スポットワークはどのくらい利用されているのか?
スポットワークとは短時間、単発で働く働き方のことで、別名「スキマバイト」「雇用型ギグワーク」とも言われる。働き手や仕事先を探すには、スポットワークを仲介する会社(「タイミー」など)に登録後、企業は求人情報、求職者は自らの情報を仲介会社が運営するプラットフォームに入力する。

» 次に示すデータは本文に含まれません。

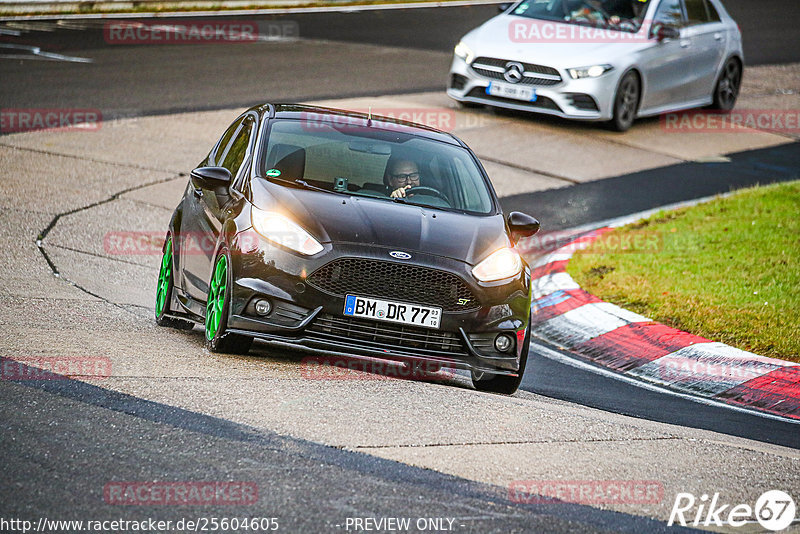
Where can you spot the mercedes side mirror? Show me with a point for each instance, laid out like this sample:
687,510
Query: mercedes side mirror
211,178
664,32
522,225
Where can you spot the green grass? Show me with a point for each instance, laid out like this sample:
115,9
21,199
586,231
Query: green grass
728,270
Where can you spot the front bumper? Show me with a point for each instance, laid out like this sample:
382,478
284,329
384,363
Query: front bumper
589,99
303,316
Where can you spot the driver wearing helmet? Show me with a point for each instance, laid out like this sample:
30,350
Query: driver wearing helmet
401,174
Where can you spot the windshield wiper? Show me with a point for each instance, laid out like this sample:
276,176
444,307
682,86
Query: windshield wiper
301,183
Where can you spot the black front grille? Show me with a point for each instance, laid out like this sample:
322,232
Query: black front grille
422,341
394,281
488,67
581,101
457,81
541,102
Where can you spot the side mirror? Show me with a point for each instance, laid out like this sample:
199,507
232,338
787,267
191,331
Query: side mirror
521,225
211,177
664,32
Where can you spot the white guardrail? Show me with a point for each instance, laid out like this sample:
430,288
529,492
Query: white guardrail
164,7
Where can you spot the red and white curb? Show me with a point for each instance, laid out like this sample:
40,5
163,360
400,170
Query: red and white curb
568,317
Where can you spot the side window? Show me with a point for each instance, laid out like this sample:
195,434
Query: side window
713,14
215,156
669,12
696,12
236,152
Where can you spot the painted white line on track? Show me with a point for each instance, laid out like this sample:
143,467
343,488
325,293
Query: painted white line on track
573,362
37,53
240,12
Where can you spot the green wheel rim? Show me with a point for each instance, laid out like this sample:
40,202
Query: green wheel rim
164,279
216,297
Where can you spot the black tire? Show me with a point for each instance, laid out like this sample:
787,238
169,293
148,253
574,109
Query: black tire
626,103
503,384
167,261
222,340
727,89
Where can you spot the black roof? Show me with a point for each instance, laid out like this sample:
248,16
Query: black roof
302,111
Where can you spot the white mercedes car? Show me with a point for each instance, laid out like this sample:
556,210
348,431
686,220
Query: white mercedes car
601,60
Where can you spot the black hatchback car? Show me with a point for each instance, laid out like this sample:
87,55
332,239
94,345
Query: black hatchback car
346,234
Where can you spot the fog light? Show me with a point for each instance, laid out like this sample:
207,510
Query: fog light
263,307
503,342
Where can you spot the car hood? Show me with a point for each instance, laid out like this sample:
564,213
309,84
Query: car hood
494,39
351,219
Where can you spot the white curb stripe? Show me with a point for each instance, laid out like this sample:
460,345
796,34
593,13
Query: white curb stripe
551,283
708,368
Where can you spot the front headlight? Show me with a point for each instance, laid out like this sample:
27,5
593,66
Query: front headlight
504,263
594,71
464,52
283,231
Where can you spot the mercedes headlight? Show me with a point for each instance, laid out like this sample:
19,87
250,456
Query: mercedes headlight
283,231
504,263
595,71
464,52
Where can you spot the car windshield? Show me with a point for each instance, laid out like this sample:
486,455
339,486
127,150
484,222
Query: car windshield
349,157
623,15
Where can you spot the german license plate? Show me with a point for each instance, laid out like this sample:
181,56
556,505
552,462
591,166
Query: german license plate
517,92
395,312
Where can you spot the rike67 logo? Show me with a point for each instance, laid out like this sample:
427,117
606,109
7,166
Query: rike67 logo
774,510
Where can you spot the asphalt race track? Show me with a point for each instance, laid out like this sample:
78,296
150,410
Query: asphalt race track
397,51
322,451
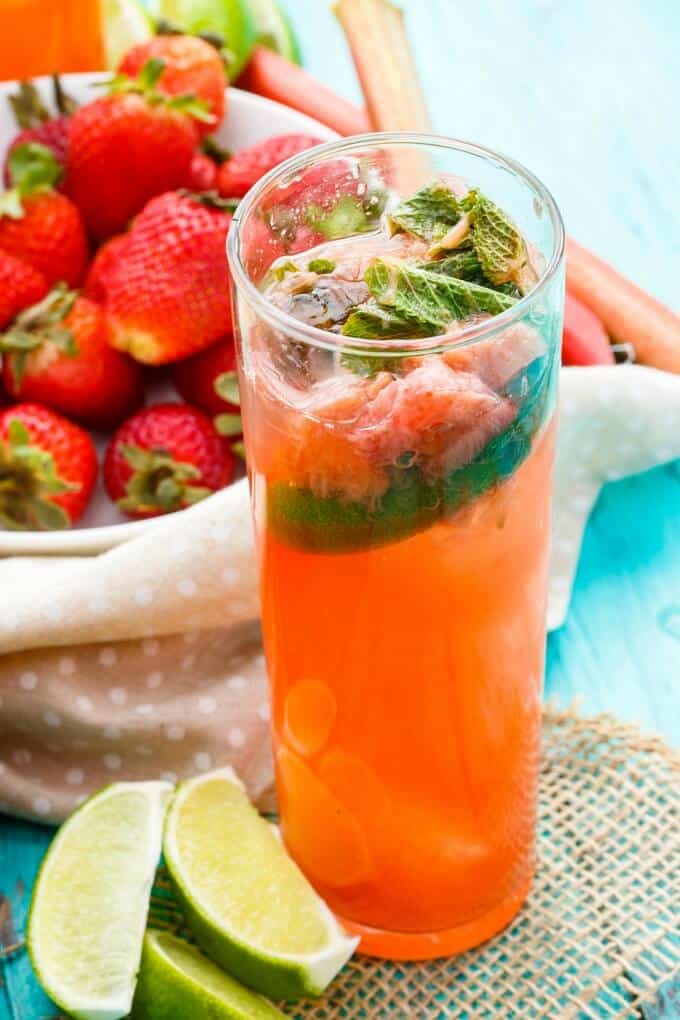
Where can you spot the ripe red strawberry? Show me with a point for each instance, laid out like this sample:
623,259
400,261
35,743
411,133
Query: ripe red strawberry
38,125
202,173
195,378
20,286
164,458
168,294
97,275
191,65
48,467
127,147
244,169
38,224
57,353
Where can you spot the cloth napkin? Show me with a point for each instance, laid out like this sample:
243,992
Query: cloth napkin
146,661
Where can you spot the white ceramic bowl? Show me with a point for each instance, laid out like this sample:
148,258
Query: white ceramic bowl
249,119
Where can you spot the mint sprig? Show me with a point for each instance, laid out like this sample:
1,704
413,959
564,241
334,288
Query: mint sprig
431,299
428,214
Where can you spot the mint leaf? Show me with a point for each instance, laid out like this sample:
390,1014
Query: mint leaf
365,364
278,271
429,213
498,242
321,265
371,321
431,298
347,217
462,264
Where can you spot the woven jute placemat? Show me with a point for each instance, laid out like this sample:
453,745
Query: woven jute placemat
598,935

そのデータに基づき、企業と求職者のマッチングが成立すれば、「履歴書を用意する」「面接を受ける」といった手間なく、簡単に仕事を始めることができる。 このシステムは学生や休日などを利用して副業したい社会人などに広く利用され、繁忙期やシフト欠員などで生じる人手不足を解消したい企業側のニーズも取り込んでいる。 スポットワークの仲介企業で構成する一般社団法人スポットワーク協会によると、2024年5月末時点でのスポットワーク登録者数は約2200万人。前年3月末時点の登録者数は約990万人なので、1年余りで倍以上も増えている。 また、企業側から見ると、2024年3月の新規求人数は8万3015件で、こちらも前年同月と比較して約18%増えている。(出典:ツナグ働き方研究所)求人の内訳は、コンビニスタッフ、倉庫内の軽作業、飲食店の接客業務やフードデリバリー、イベント会社の設営や撤去など多岐にわたるが、特に人手不足が深刻な業界の募集が多い。